Category Archives: graphics

Predicting the future, by analogy

Many times before, I’ve posted network diagrams which I suggest highlight objective similarities between athletes, according only to their statistical production. I’ve also noted that one of the most common discussions, especially around the draft and its aftermath, is that which attempts to identify which current or past professional player is most similar to which draftee. This is done, I believe, to convey some idea of playing style, but also, I think, to convey some idea of an individual’s potential. If a collegiate or recent draft pick gets compared to Michael Jordan instead of Zan Tabak, it means that the comparer thinks the rookie is more of a scoring wing player than a non-scoring center type, and that he has the potential to be a very good player in the NBA, rather than a very good player in Europe.

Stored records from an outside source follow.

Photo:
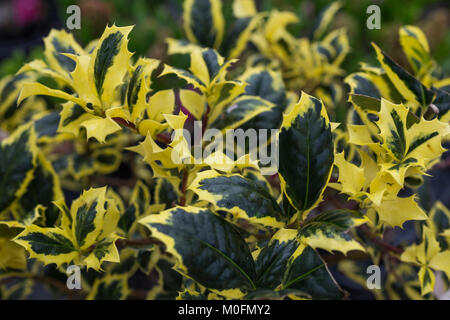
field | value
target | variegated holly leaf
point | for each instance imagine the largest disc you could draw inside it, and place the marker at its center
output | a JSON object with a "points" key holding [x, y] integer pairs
{"points": [[18, 154], [428, 256], [409, 87], [195, 236], [306, 152], [49, 245], [86, 235], [204, 22], [42, 190], [271, 260], [307, 272], [138, 206], [329, 231], [243, 198]]}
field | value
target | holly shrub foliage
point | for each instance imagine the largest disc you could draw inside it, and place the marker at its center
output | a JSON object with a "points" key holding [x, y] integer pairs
{"points": [[101, 178]]}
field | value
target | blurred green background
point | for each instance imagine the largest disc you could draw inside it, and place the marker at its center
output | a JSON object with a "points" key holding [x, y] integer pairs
{"points": [[156, 20]]}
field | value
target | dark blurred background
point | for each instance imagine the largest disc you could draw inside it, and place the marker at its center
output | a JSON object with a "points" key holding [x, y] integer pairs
{"points": [[23, 24]]}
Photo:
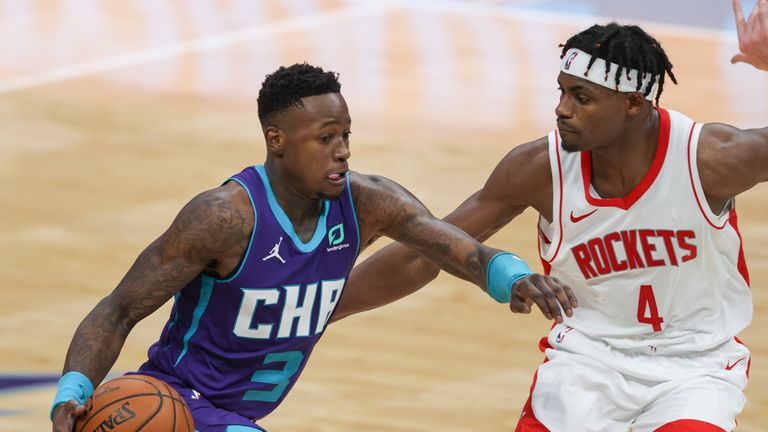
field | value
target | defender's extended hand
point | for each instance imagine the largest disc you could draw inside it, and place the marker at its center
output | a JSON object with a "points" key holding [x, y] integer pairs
{"points": [[546, 292], [753, 35]]}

Thus, I thought it would be useful to do this same sort of comparison, but statistically, rather than subjectively. The main problem I encountered is that one cannot just add a college player’s statistics to a database of pros, match them, and expect the results to be valid. A player who scores 28 ppg in college could turn out to be a prolific scorer in the NBA, but he may also turn out to be Adam Morrison. Even comparisons of two players’ statistics across NCAA teams, I would submit, is shaky, given that college teams are so variable in terms of playing styles and abilities. Nevertheless, that it what I have chosen to do: Compare the collegiate statistical profile’s of some of this year’s draftees to those of other recent draftees, and suggest the inference, by analogy, that their professional careers will be similar to those whom their college careers match. I understand that this is fraught with tenuous connections and weak connections, but given my personal data limitations and relative lack of patience and time, this is what I’ve come up with:


Statistical Proximity of Selected NCAA Basketball Players [pdf]

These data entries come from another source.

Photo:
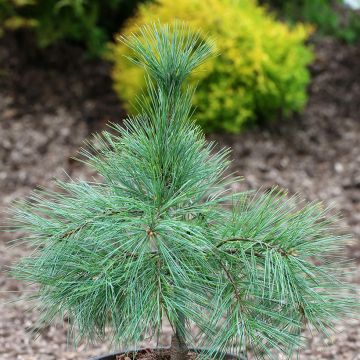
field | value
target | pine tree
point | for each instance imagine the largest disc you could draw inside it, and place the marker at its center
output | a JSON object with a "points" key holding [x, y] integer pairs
{"points": [[162, 236]]}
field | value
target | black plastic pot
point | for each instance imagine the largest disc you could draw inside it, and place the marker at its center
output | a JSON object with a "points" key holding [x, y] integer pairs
{"points": [[113, 356]]}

Incidentally, player vertices are scaled according to their per-game MEV (Model-Estimated Value-similar to the calculation for BoxScores), and colors are according to the Playing Style Trichotomy outlined here. I find it interesting that the algorithm matches Michael Beasley with Kevin Durant, who just had a ROY season. Derrick Rose isn’t directly connected to anyone spectacular, though he is only two degrees of separation from Chris Paul, which is good company. OJ Mayo is tied to Ben Gordon, who is off to a promising start in the NBA, and Rodney Stuckey is most closely matched to Dwyane Wade (perhaps the Pistons used similar methodology in making their pick). Anyway, I’m sure many of you will gain greater insight from the graphic than my own descriptions, so please fill me in with a comment.

Mr. Consistency

Who are the most consistent scorers in the NBA? This is a question of some interest for those who participate in fantasy leagues, as consistency might be a virtue in determining the value of a player on your roster. For various reasons, a player might be worth more to you if they score 20 points every game, rather than alternate between 10 and 30 every other game. Further, some measure of consistency may highlight a player’s ability to impose their will on a game: a player able to get his scoring in, regardless of the opposition, could be said to be more of a game-defining player.

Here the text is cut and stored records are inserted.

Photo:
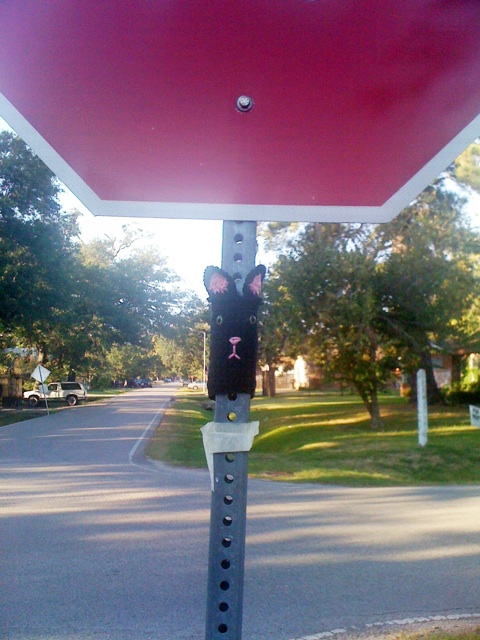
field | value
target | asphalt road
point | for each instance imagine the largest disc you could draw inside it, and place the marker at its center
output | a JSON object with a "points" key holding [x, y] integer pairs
{"points": [[98, 543]]}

I’ve managed to estimate, for players since the 86-87 season, each individual’s mean points per 48 minutes, as well as the standard deviation of said statistic, and thus the coefficient of variation (sd/mean) and 95% confidence interval. Here’s a spreadsheet of the top (634) players in the league, by mean pts/48, sorted by coefficient of variation. Thus, the players at top could be said, in some way, to be more consistent scorers than those at the bottom.

Most consistent scorers, 1986-2008

Below is another way to view the same question. Using each player’s mean and standard deviation pts/48, along with the sample size, we can construct a 95% confidence interval for our estimate of their true mean. In the graphic linked below, each player is ranked by their mean pts/48, and the x-axis indicates how they fare under this measure of scoring. Each mean is surrounded by a line indicating the 95% confidence interval. This means, essentially, that we can be 95% sure that the player is within the span of their colored line. For players with smaller samples or greater variance, the error bars will be wider.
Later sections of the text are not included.